Pursuing Excellence

Jesus said to them, “My food is to do the will of Him who sent Me and to accomplish His work. Do you not say, ‘There are yet four months, and then comes the harvest’? Behold, I say to you, lift up your eyes and look on the fields, that they are white for harvest. Already he who reaps is receiving wages and is gathering fruit for life eternal; so that he who sows and he who reaps may rejoice together.
John 4:34-36 (NASB)

Who all is ready for spring break? One of the cool things about being at Covenant is that there is a guideline of sorts given to the teachers, do not assign something that must be worked on over a break. However, that does not mean we, as students, should not work on school work over a break.

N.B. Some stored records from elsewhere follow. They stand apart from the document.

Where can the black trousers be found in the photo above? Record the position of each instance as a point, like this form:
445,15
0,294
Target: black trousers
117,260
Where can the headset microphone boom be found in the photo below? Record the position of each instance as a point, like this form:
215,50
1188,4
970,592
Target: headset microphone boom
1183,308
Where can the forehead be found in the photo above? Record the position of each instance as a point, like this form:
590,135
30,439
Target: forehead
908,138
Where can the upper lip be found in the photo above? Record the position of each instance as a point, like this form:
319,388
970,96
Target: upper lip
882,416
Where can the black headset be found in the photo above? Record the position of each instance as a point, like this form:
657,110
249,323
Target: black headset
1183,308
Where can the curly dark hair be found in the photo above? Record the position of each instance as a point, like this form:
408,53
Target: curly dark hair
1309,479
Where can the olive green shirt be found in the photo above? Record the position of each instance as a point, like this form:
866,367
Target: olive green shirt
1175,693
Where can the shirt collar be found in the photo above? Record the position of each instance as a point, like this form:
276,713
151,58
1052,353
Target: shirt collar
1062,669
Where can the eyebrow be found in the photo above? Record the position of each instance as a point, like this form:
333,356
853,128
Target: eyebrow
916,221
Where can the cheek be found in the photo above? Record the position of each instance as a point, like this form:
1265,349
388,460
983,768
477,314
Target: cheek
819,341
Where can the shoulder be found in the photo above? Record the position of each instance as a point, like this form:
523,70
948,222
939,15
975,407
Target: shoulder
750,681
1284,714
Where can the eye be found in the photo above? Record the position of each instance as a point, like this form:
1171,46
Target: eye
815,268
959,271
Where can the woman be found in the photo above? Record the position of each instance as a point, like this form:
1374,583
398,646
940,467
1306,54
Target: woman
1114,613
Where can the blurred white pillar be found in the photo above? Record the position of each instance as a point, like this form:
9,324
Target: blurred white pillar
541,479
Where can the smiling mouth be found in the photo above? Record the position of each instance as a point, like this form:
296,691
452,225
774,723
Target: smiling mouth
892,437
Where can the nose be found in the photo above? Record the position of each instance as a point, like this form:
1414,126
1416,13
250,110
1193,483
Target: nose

The book of Proverbs is very harsh when it comes to the fate of lazy people, verse 15:19 says, “The way of the lazy is as a hedge of thorns, but the path of the upright is a highway.” It makes sense, if you are lazy doing homework, then the bad grades you got because you are lazy will make life more difficult to navigate. This is a lesson I have learned in my time here at Covenant, one I have been reminded of far too often.

There are a couple of different ways you can be lazy, one is by procrastinating, by constantly saying, “I’ve still got time.” The other is not working ahead when you are given the opportunity to do so. Proverbs 20:4 says, “The sluggard does not plow after the autumn, so he begs during the harvest and has nothing.” Harvest is the time of plenty. However, if you do not work for it you will not eat. There will be times when the homework load due tomorrow will be small, I encourage you to take advantage of that extra time to work on some long term assignments. I know I will be taking advantage of any extra time I may have in college next year.

I challenge each of you to find at least one school related something to work on over spring break, and then take some time and do it! Work ahead and pursue excellence.

As part of their training in Rhetoric, our students in grades ten and up are required to develop and present a brief presentation to the school body during Chapel with guidance from their instructors and school curriculum. Each student presentation must be understandable and relevant to all age groups. Sowing seeds of rhetoric training by requiring them speak to all age levels has yielded a harvest for all to enjoy.

This week’s presentation was given by Michael, one of our twelfth grade students (pictured above).